So I am a believer in finding what works for you, so take whatever I say just as my own experience but go try on your own, but I was so happy about how I felt today, before and after, the stuff is expensive so i will only use it on race days and hard training days but long 30-50 mile rides days I won't need it since they are just cruising days.

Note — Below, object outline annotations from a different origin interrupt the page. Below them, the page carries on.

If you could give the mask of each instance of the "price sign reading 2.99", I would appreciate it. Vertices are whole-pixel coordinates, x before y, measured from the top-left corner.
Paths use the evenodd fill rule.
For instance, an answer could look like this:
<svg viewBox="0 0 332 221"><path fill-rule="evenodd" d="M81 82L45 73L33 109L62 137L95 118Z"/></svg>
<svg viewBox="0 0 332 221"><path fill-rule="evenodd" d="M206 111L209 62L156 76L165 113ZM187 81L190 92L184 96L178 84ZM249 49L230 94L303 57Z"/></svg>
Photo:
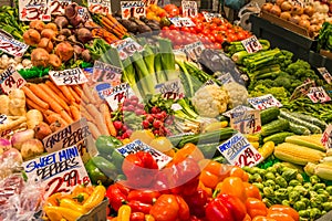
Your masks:
<svg viewBox="0 0 332 221"><path fill-rule="evenodd" d="M122 19L129 19L131 17L139 19L141 17L145 17L145 4L143 1L122 1L121 14Z"/></svg>

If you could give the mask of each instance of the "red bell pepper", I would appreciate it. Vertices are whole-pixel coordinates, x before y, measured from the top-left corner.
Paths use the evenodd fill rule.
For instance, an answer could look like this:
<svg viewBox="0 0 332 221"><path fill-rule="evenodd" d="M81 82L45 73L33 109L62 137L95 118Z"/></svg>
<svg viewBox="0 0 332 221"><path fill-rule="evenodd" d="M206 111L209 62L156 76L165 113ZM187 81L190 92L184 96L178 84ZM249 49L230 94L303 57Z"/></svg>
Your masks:
<svg viewBox="0 0 332 221"><path fill-rule="evenodd" d="M125 157L122 169L127 177L127 183L138 189L152 187L158 165L149 152L138 151Z"/></svg>

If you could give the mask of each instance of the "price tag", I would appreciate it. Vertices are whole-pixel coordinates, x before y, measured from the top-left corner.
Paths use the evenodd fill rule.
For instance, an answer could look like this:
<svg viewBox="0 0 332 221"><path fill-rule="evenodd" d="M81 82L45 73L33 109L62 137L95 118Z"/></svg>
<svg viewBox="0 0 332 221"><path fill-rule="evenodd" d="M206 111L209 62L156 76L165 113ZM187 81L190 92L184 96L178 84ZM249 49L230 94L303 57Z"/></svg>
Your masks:
<svg viewBox="0 0 332 221"><path fill-rule="evenodd" d="M200 41L185 45L185 52L193 61L197 61L204 50L205 46Z"/></svg>
<svg viewBox="0 0 332 221"><path fill-rule="evenodd" d="M121 84L122 69L100 61L94 62L93 82L108 82L112 86Z"/></svg>
<svg viewBox="0 0 332 221"><path fill-rule="evenodd" d="M207 22L212 21L212 19L222 19L221 14L219 14L219 13L210 13L210 12L206 12L206 11L204 11L201 13Z"/></svg>
<svg viewBox="0 0 332 221"><path fill-rule="evenodd" d="M149 147L148 145L144 144L139 139L134 140L133 143L129 143L123 147L116 148L116 150L123 156L126 157L129 154L135 154L138 151L149 152L153 158L157 161L158 168L164 168L172 158L167 155L160 152L157 149L154 149L153 147Z"/></svg>
<svg viewBox="0 0 332 221"><path fill-rule="evenodd" d="M259 43L256 35L249 36L241 41L242 45L245 46L248 53L255 53L262 50L262 45Z"/></svg>
<svg viewBox="0 0 332 221"><path fill-rule="evenodd" d="M87 7L92 13L112 13L111 0L87 0Z"/></svg>
<svg viewBox="0 0 332 221"><path fill-rule="evenodd" d="M121 14L122 19L145 17L145 4L143 1L121 1Z"/></svg>
<svg viewBox="0 0 332 221"><path fill-rule="evenodd" d="M325 131L323 133L321 143L326 149L332 148L332 125L331 124L326 127Z"/></svg>
<svg viewBox="0 0 332 221"><path fill-rule="evenodd" d="M51 71L49 75L58 86L77 85L89 82L80 67L64 71Z"/></svg>
<svg viewBox="0 0 332 221"><path fill-rule="evenodd" d="M217 149L231 165L239 167L253 167L263 157L252 147L252 145L240 133L221 144Z"/></svg>
<svg viewBox="0 0 332 221"><path fill-rule="evenodd" d="M321 86L319 87L311 87L309 93L307 94L307 96L309 96L309 98L313 102L313 103L325 103L325 102L330 102L331 97L328 95L328 93L325 92L325 90Z"/></svg>
<svg viewBox="0 0 332 221"><path fill-rule="evenodd" d="M132 56L135 52L142 52L143 46L134 41L132 38L126 38L124 40L116 41L111 44L111 46L117 49L121 60L125 60Z"/></svg>
<svg viewBox="0 0 332 221"><path fill-rule="evenodd" d="M115 112L118 108L118 105L122 104L125 98L135 95L132 87L128 83L122 83L112 87L111 90L107 88L107 92L102 92L104 99L106 99L108 106Z"/></svg>
<svg viewBox="0 0 332 221"><path fill-rule="evenodd" d="M79 185L91 186L76 146L23 162L28 179L45 185L43 197L70 192Z"/></svg>
<svg viewBox="0 0 332 221"><path fill-rule="evenodd" d="M248 102L256 109L267 109L269 107L282 107L282 104L271 94L267 94L260 97L248 98Z"/></svg>
<svg viewBox="0 0 332 221"><path fill-rule="evenodd" d="M13 56L23 56L29 45L0 32L0 51Z"/></svg>
<svg viewBox="0 0 332 221"><path fill-rule="evenodd" d="M197 2L196 1L183 1L183 17L195 18L198 14Z"/></svg>
<svg viewBox="0 0 332 221"><path fill-rule="evenodd" d="M241 134L256 134L261 130L260 110L234 112L230 114L230 126Z"/></svg>
<svg viewBox="0 0 332 221"><path fill-rule="evenodd" d="M20 21L51 21L48 0L19 0Z"/></svg>
<svg viewBox="0 0 332 221"><path fill-rule="evenodd" d="M165 99L179 99L185 97L185 88L179 78L157 84L155 92L162 94Z"/></svg>
<svg viewBox="0 0 332 221"><path fill-rule="evenodd" d="M85 118L81 118L49 135L43 138L42 143L48 152L54 152L75 145L84 164L97 154Z"/></svg>
<svg viewBox="0 0 332 221"><path fill-rule="evenodd" d="M290 101L297 99L302 95L307 95L309 93L309 90L315 85L314 81L308 81L298 86L294 91L292 96L290 97Z"/></svg>
<svg viewBox="0 0 332 221"><path fill-rule="evenodd" d="M9 94L12 90L21 88L24 84L27 84L25 80L13 66L9 66L0 74L0 85L6 94Z"/></svg>
<svg viewBox="0 0 332 221"><path fill-rule="evenodd" d="M332 84L332 76L325 67L318 67L317 70L323 76L323 78L328 82L328 84Z"/></svg>
<svg viewBox="0 0 332 221"><path fill-rule="evenodd" d="M72 3L71 0L49 0L49 9L51 14L64 14L64 9Z"/></svg>
<svg viewBox="0 0 332 221"><path fill-rule="evenodd" d="M180 17L174 17L174 18L168 18L168 20L178 28L181 27L196 27L196 24L193 22L190 18L180 18Z"/></svg>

Am I convinced, well enough to keep taking it, the summer race days will really be my test, if it gets me through long races in the heat then I am all in...


----------



## TTUB (Nov 9, 2010)

I am a HotShot user... I swear by it. Yes, it's crazy expensive. 
I've been racing endurance MTB stuff and training fairly hard for it. I don't tend to cramp anymore than the average Joe. Having said that, usually by the 5th or 6th hour of racing, I will start to experience some degree of twinging and/or cramping. If my training is right and if I get my hydration and nutrition just right, I can usually keep cramps at-bay a bit longer. But, it's always nice to have a secret weapon in your pocket if you need it. Mustard packs, Pickle juice, HotShot, etc. 

I went to Leadville in 2016 hoping for the best. At the pre-Race expo, HotShot was handing out samples. I grabbed a bottle for the race. They were also handing out tasting cups... glad I tried it before race day. It isn't bad at all, just very strong and spicy. Kinda like doing a shot of Fireball. It has a hot, cinnamon taste like RedHots. Better to experience the shock factor before race day.

During the race my nutrition and hydration was spot-on. But still, by the 5th hour I was getting some twinges. Fortunately, HotShot was also available in the aid-stations. Every-time I felt twinges, I downed a HotShot. I think I downed 4 bottles between Columbine and the finish. Never did I develop a cramp. 

Anytime I do anything that smells of endurance, I carry HotShot and have now used it in multiple events. It has worked every-time. My wife has experienced the same results.


----------